Reusable work (repositories and services)
When you model a software application to automate its deployment, you should identify any building block that can potentially be reused in a different model. If you create a reusable (parametric) deliverable and save it individually in a common repository, next time you'll have the work ready to be reused.
This applies to architectural building blocks like database servers, web servers, load balancers, firewalls, distributed caches, etc.
If they have been created as separate services, instead of just being a part of a monolithic model, they will appear in your designer's palette everytime you model a similar application and you can drag and drop them in the topology. We did that in the project and we saved a lot of time in the implementation.
Engage SME and business owners
It is important that subject matter experts (SME) collaborate at the definition of blueprints and the build of the automation model. Even though documentation exists for the deployment of the application, you should work together.
The user knows all the requirements, he knows how to verify and troubleshoot, he has encountered all the setup issues already.

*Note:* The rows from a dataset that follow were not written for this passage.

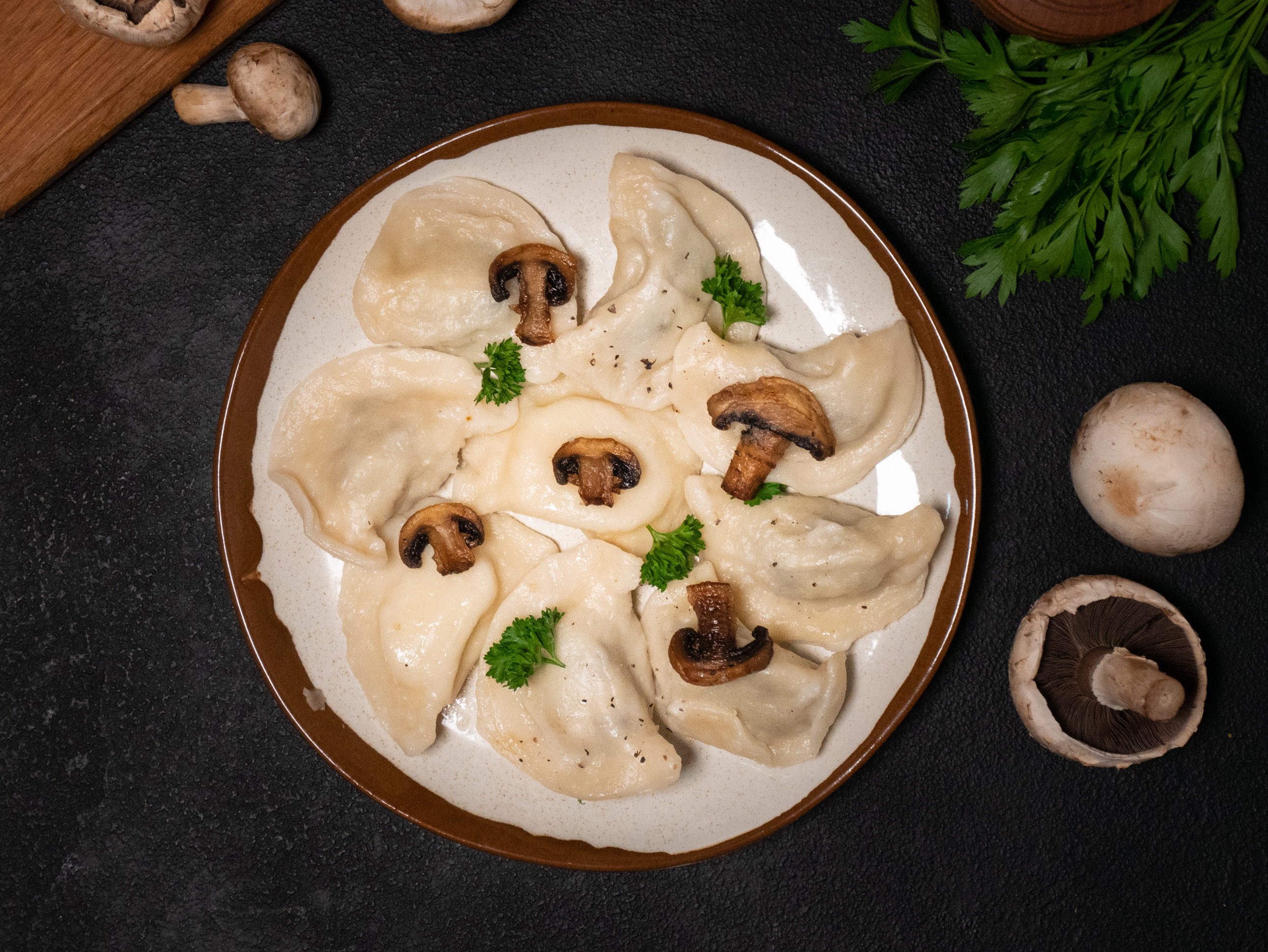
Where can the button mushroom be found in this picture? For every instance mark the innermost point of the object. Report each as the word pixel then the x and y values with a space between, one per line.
pixel 1107 672
pixel 778 411
pixel 1158 471
pixel 143 22
pixel 600 468
pixel 449 16
pixel 548 278
pixel 269 87
pixel 452 529
pixel 712 656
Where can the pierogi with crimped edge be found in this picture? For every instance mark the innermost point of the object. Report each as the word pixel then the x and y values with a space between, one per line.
pixel 366 438
pixel 513 472
pixel 778 715
pixel 667 229
pixel 814 570
pixel 425 282
pixel 414 634
pixel 870 386
pixel 585 730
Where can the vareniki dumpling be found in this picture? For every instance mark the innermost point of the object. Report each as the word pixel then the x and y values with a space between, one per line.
pixel 425 282
pixel 366 438
pixel 414 634
pixel 512 472
pixel 871 388
pixel 585 730
pixel 667 230
pixel 778 715
pixel 816 570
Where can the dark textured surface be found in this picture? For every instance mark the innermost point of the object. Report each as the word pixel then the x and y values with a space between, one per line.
pixel 154 795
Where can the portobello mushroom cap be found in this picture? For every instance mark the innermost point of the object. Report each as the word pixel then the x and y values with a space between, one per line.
pixel 548 278
pixel 1107 672
pixel 599 467
pixel 143 22
pixel 452 529
pixel 777 411
pixel 712 656
pixel 449 16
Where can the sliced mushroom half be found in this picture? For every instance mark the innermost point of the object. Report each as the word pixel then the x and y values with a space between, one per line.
pixel 1107 672
pixel 777 411
pixel 548 278
pixel 452 529
pixel 712 655
pixel 599 467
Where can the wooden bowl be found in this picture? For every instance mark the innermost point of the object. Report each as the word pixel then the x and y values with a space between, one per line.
pixel 1070 21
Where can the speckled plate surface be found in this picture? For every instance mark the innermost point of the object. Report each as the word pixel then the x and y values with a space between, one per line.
pixel 829 272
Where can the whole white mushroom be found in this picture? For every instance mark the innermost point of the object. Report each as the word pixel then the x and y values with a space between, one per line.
pixel 1157 469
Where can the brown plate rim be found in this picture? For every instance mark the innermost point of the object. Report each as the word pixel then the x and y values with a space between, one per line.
pixel 241 543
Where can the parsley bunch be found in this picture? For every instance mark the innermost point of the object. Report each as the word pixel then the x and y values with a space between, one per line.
pixel 766 491
pixel 1085 147
pixel 672 553
pixel 526 644
pixel 740 299
pixel 502 375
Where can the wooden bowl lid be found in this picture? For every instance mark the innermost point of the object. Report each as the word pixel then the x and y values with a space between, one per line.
pixel 1070 21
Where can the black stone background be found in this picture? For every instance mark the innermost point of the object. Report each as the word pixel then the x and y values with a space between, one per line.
pixel 155 797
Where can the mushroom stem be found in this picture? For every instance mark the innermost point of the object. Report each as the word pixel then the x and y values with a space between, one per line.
pixel 200 104
pixel 756 456
pixel 533 309
pixel 711 656
pixel 1126 682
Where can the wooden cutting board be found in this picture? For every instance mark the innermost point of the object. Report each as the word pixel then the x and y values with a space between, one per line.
pixel 64 90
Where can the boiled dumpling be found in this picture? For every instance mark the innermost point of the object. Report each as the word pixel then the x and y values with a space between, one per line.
pixel 667 230
pixel 870 387
pixel 425 282
pixel 368 436
pixel 512 471
pixel 585 730
pixel 814 570
pixel 414 634
pixel 777 717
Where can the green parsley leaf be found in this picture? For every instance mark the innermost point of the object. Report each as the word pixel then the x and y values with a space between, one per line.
pixel 740 299
pixel 1083 149
pixel 502 375
pixel 766 491
pixel 526 644
pixel 672 553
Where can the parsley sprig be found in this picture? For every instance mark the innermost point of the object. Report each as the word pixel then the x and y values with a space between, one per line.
pixel 672 553
pixel 766 491
pixel 740 299
pixel 502 375
pixel 525 646
pixel 1085 147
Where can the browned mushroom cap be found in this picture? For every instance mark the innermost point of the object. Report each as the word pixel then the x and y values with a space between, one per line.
pixel 453 531
pixel 143 22
pixel 778 411
pixel 1107 672
pixel 711 656
pixel 600 468
pixel 548 278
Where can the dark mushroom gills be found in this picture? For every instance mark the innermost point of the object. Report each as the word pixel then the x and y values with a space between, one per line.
pixel 709 653
pixel 1107 672
pixel 548 278
pixel 777 412
pixel 599 467
pixel 453 531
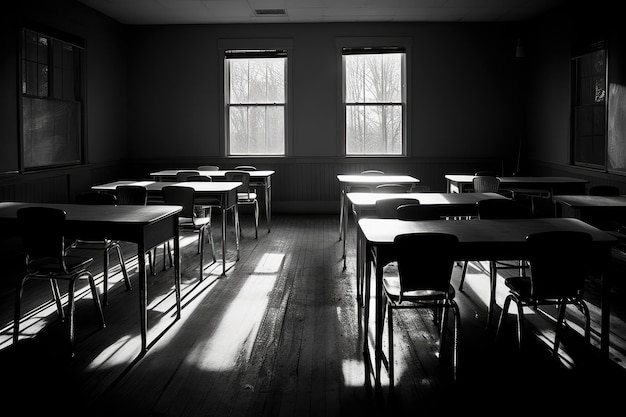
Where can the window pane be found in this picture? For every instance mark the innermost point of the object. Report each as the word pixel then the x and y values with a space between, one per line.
pixel 256 106
pixel 375 80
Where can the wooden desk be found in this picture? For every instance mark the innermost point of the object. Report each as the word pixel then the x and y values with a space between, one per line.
pixel 604 212
pixel 554 185
pixel 370 180
pixel 478 240
pixel 580 205
pixel 259 178
pixel 226 192
pixel 451 204
pixel 147 226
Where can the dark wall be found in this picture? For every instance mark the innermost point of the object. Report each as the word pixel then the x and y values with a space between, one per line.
pixel 549 42
pixel 464 87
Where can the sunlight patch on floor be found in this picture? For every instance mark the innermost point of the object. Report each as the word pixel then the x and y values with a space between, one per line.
pixel 238 327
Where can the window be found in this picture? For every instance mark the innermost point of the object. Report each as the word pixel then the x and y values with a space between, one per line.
pixel 374 93
pixel 255 97
pixel 51 85
pixel 589 98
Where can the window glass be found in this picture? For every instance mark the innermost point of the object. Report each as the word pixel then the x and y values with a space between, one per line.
pixel 374 104
pixel 256 103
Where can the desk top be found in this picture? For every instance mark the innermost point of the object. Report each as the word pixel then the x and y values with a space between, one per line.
pixel 494 233
pixel 376 179
pixel 220 173
pixel 97 213
pixel 520 180
pixel 199 186
pixel 369 199
pixel 591 201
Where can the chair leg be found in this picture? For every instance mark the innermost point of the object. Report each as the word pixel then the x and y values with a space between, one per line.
pixel 123 267
pixel 96 299
pixel 390 337
pixel 151 260
pixel 465 262
pixel 256 219
pixel 56 294
pixel 442 326
pixel 212 242
pixel 559 325
pixel 105 276
pixel 17 309
pixel 455 346
pixel 520 323
pixel 201 244
pixel 503 314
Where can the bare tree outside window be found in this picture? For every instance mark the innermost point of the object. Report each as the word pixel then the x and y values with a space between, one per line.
pixel 256 105
pixel 374 103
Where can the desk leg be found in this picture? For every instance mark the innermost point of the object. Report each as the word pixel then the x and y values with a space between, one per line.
pixel 378 338
pixel 237 228
pixel 143 296
pixel 177 272
pixel 268 203
pixel 605 320
pixel 224 214
pixel 342 197
pixel 493 278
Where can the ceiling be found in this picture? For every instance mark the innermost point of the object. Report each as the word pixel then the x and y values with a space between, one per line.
pixel 164 12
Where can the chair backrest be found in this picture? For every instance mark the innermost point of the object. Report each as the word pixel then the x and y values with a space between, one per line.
pixel 425 260
pixel 359 189
pixel 131 195
pixel 485 174
pixel 241 176
pixel 245 168
pixel 96 198
pixel 202 178
pixel 180 196
pixel 420 188
pixel 208 168
pixel 502 208
pixel 486 184
pixel 393 188
pixel 558 263
pixel 387 208
pixel 604 190
pixel 419 212
pixel 42 230
pixel 183 175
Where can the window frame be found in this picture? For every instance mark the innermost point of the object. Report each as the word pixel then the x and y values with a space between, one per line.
pixel 385 45
pixel 76 153
pixel 578 53
pixel 224 45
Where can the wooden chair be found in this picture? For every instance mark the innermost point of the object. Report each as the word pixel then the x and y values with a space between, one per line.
pixel 425 264
pixel 392 188
pixel 98 243
pixel 604 190
pixel 208 168
pixel 387 208
pixel 245 196
pixel 43 236
pixel 183 175
pixel 419 212
pixel 187 218
pixel 498 208
pixel 136 195
pixel 558 270
pixel 245 168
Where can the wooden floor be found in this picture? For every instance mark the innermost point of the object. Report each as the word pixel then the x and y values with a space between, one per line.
pixel 280 335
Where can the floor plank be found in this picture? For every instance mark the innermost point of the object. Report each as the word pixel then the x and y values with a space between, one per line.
pixel 280 335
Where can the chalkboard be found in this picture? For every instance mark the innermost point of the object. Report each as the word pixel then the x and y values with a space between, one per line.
pixel 51 132
pixel 616 155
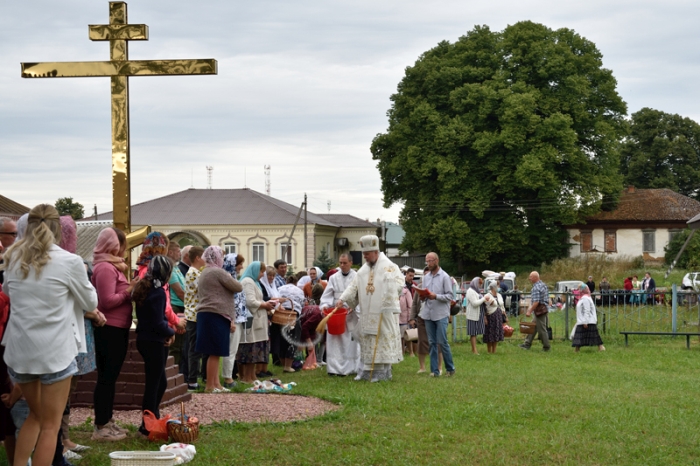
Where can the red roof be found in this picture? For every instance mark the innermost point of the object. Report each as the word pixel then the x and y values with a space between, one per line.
pixel 650 205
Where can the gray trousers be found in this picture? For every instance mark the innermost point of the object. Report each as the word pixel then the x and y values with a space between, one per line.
pixel 541 329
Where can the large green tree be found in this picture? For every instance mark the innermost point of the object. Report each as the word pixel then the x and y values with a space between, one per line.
pixel 662 151
pixel 66 206
pixel 497 140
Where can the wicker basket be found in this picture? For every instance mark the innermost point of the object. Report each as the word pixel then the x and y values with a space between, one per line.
pixel 186 432
pixel 142 458
pixel 284 317
pixel 527 328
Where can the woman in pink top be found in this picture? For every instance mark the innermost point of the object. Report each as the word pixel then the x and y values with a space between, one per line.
pixel 111 340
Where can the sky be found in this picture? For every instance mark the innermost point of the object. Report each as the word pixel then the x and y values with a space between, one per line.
pixel 302 86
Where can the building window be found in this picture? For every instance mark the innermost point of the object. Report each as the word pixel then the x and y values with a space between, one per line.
pixel 286 252
pixel 586 241
pixel 610 241
pixel 649 241
pixel 672 233
pixel 258 252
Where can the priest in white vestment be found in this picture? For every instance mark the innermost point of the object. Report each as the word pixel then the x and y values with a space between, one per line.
pixel 376 288
pixel 342 351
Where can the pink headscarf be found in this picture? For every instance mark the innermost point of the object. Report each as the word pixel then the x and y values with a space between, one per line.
pixel 69 234
pixel 585 291
pixel 107 248
pixel 213 256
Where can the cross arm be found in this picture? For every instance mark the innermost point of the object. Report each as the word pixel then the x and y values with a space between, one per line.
pixel 119 68
pixel 118 32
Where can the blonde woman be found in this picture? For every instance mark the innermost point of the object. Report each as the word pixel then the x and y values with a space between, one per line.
pixel 475 314
pixel 48 288
pixel 493 332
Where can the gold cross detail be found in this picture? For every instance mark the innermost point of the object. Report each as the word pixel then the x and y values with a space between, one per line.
pixel 119 68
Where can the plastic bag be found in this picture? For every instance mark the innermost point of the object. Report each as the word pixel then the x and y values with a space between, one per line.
pixel 184 453
pixel 157 428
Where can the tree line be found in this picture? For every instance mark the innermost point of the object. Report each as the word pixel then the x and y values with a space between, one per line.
pixel 499 140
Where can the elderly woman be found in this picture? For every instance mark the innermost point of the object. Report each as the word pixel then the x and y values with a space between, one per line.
pixel 493 331
pixel 475 313
pixel 585 333
pixel 278 344
pixel 48 289
pixel 112 339
pixel 216 314
pixel 233 263
pixel 255 345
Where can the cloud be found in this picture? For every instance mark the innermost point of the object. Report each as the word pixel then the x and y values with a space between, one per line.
pixel 302 86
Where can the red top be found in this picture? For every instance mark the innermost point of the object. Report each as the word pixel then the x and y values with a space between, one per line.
pixel 112 298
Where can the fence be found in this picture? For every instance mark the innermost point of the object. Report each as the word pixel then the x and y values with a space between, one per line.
pixel 618 310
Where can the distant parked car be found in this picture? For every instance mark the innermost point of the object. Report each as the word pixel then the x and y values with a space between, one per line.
pixel 691 281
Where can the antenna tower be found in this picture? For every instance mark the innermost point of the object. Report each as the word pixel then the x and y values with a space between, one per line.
pixel 210 170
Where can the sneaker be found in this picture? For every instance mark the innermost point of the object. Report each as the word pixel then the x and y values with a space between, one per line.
pixel 71 455
pixel 113 425
pixel 107 434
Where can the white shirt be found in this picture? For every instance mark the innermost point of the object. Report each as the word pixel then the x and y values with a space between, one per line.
pixel 46 329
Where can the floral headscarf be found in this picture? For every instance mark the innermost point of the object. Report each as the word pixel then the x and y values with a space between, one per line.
pixel 156 243
pixel 213 256
pixel 159 270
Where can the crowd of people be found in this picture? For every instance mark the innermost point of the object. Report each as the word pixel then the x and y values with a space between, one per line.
pixel 61 318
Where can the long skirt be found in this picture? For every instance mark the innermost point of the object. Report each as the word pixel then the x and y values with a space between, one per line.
pixel 586 336
pixel 493 332
pixel 476 327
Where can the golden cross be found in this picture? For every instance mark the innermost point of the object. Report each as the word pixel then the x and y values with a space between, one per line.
pixel 119 68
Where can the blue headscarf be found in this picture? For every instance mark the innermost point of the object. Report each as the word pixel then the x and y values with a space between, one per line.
pixel 253 272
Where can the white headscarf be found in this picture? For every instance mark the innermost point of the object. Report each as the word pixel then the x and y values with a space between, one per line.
pixel 271 288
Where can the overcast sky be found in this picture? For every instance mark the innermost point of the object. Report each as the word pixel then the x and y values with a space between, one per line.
pixel 303 86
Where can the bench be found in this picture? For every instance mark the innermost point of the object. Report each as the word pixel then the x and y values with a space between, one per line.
pixel 686 334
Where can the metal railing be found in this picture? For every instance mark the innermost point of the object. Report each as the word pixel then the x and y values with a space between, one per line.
pixel 618 310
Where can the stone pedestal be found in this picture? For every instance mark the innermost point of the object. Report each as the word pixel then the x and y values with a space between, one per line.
pixel 131 381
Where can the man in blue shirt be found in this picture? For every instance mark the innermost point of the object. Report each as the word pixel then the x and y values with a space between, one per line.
pixel 436 313
pixel 539 295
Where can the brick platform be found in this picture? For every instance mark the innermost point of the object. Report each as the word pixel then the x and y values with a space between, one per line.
pixel 131 381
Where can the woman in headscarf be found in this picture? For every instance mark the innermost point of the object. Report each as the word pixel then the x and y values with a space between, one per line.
pixel 48 289
pixel 585 333
pixel 292 299
pixel 493 332
pixel 233 263
pixel 156 243
pixel 86 361
pixel 112 339
pixel 153 334
pixel 216 314
pixel 475 313
pixel 255 345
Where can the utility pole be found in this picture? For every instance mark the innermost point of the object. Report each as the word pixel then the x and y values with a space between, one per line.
pixel 267 180
pixel 210 169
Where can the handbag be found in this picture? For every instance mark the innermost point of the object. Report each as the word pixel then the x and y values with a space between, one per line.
pixel 527 328
pixel 412 334
pixel 541 309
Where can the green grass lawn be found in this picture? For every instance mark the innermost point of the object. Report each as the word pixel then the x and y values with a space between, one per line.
pixel 634 405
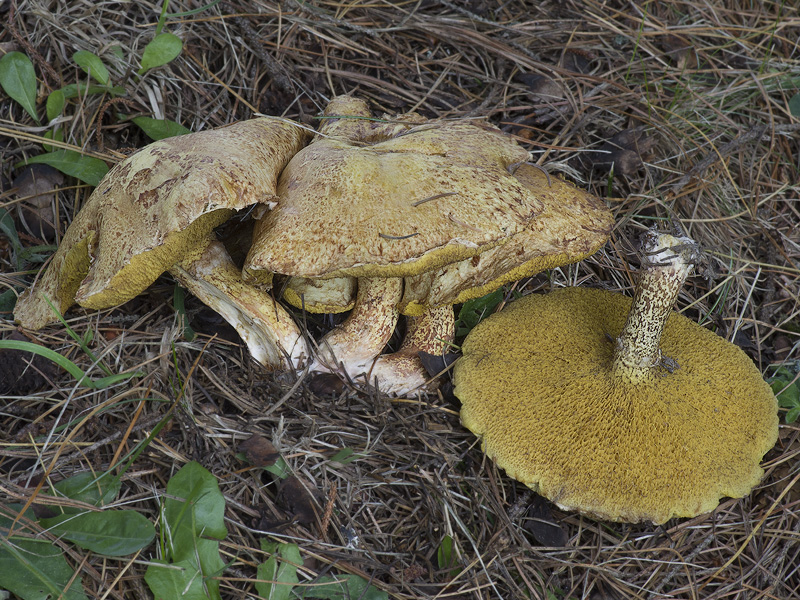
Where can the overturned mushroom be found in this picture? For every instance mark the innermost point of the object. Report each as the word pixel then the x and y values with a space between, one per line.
pixel 154 206
pixel 154 209
pixel 642 419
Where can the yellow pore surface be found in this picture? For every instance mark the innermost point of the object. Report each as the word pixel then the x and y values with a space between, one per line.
pixel 536 385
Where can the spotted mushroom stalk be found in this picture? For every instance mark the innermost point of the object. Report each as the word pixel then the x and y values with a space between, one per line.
pixel 618 408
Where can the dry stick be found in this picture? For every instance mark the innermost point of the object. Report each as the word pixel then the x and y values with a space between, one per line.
pixel 273 67
pixel 751 135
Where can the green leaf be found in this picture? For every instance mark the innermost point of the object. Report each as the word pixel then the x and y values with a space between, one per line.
pixel 74 90
pixel 172 582
pixel 343 587
pixel 178 296
pixel 86 168
pixel 195 507
pixel 474 311
pixel 159 129
pixel 36 570
pixel 8 300
pixel 794 105
pixel 200 490
pixel 281 574
pixel 110 532
pixel 92 64
pixel 163 48
pixel 18 79
pixel 444 555
pixel 345 456
pixel 90 488
pixel 55 104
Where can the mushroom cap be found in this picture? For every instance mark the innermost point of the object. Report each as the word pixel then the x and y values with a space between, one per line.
pixel 155 205
pixel 393 199
pixel 536 386
pixel 572 225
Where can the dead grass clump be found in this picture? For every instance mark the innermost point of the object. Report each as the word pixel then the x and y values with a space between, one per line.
pixel 677 113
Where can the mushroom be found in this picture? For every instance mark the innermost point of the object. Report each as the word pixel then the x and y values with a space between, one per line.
pixel 269 331
pixel 156 207
pixel 383 199
pixel 631 419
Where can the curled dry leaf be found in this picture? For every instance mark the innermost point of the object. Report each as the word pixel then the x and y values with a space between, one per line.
pixel 259 451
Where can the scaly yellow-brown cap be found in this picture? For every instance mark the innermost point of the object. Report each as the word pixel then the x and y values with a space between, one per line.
pixel 537 387
pixel 152 207
pixel 402 198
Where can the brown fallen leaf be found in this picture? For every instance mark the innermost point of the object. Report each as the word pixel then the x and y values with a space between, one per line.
pixel 259 451
pixel 623 153
pixel 300 499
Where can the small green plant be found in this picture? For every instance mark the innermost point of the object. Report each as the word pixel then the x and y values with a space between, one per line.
pixel 786 386
pixel 18 80
pixel 191 527
pixel 32 567
pixel 474 311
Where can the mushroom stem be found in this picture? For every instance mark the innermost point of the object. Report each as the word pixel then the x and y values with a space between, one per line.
pixel 668 262
pixel 265 326
pixel 402 372
pixel 354 344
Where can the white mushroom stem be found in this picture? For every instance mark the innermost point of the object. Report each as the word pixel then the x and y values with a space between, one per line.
pixel 269 331
pixel 668 262
pixel 402 372
pixel 353 345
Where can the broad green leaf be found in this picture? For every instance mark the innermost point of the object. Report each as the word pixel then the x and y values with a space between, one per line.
pixel 73 90
pixel 181 581
pixel 36 570
pixel 343 587
pixel 92 65
pixel 18 79
pixel 109 532
pixel 55 104
pixel 86 168
pixel 89 487
pixel 280 573
pixel 159 129
pixel 163 48
pixel 200 488
pixel 195 508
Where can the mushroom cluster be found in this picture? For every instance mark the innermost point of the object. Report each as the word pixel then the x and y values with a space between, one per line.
pixel 383 217
pixel 615 407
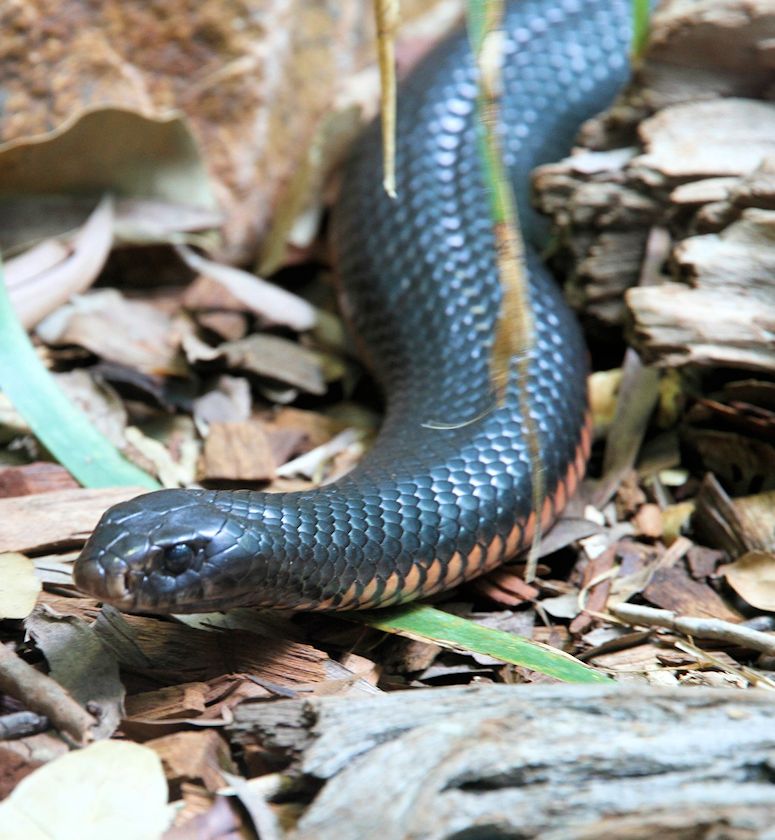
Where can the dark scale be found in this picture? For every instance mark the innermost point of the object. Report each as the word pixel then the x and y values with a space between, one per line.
pixel 422 290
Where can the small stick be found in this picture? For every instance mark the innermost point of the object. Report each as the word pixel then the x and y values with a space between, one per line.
pixel 700 628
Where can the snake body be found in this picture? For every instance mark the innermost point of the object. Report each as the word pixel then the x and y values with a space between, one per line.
pixel 445 494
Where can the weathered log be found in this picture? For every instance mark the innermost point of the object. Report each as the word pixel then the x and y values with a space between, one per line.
pixel 553 761
pixel 688 147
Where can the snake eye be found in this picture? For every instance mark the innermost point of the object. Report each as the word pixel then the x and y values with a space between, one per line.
pixel 178 558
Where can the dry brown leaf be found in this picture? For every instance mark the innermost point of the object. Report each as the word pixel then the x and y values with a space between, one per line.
pixel 272 302
pixel 55 519
pixel 131 332
pixel 752 576
pixel 37 477
pixel 38 285
pixel 238 452
pixel 253 86
pixel 110 789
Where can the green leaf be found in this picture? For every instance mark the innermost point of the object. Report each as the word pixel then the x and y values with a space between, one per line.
pixel 641 13
pixel 61 427
pixel 431 625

I've learned that the best way to document the setup process for an application, so that you can use it as a reference for the automation, is to ask the SME to install it in front of you in a clean environment where the application was never run, and record a video of the process. It's faster than writing documentation, more complete and reliable. We did that using the desktop sharing feature in Webex and we recorded the sessions.
Document
While you do the work, keep track of all the steps. Take (maybe informal) notes, but mostly take a lot of screen shots to document what you did. You can keep them on a wiki or on a shared folder, they will help a lot when you have time to create the formal documentation of the project. If you need to troubleshoot, eventually involving other people, this information will be unvaluable.
Of course, versioning and taking snapshots of all deliverables also helps in case you need to go back for whatever reason.
Refine (iterations, devops)
Create the implementation for a minimum viable product (MVP) as soon as you can. Get the product (i.e. the entire self service catalog, or just the implementation of a single application blueprint) to early customers as soon as possible, to get their feedback before you go too deep in the implementation.
Applied to a hybrid cloud scenario, this will help to evaluate:
- quality of the service you are building, including documentation
- how much the users need it and use it in the real world
- performances of the distributed environment and any bottleneck (network, computing, configuration)
- security implications
You will have all the time to make it perfect, through iterations that improve the implementation, collect feedback, allow for tuning the design and the configuration. No need to work in a hurry and make mistakes, while you keep your users waiting for the final "perfect" product but they don't see any progress.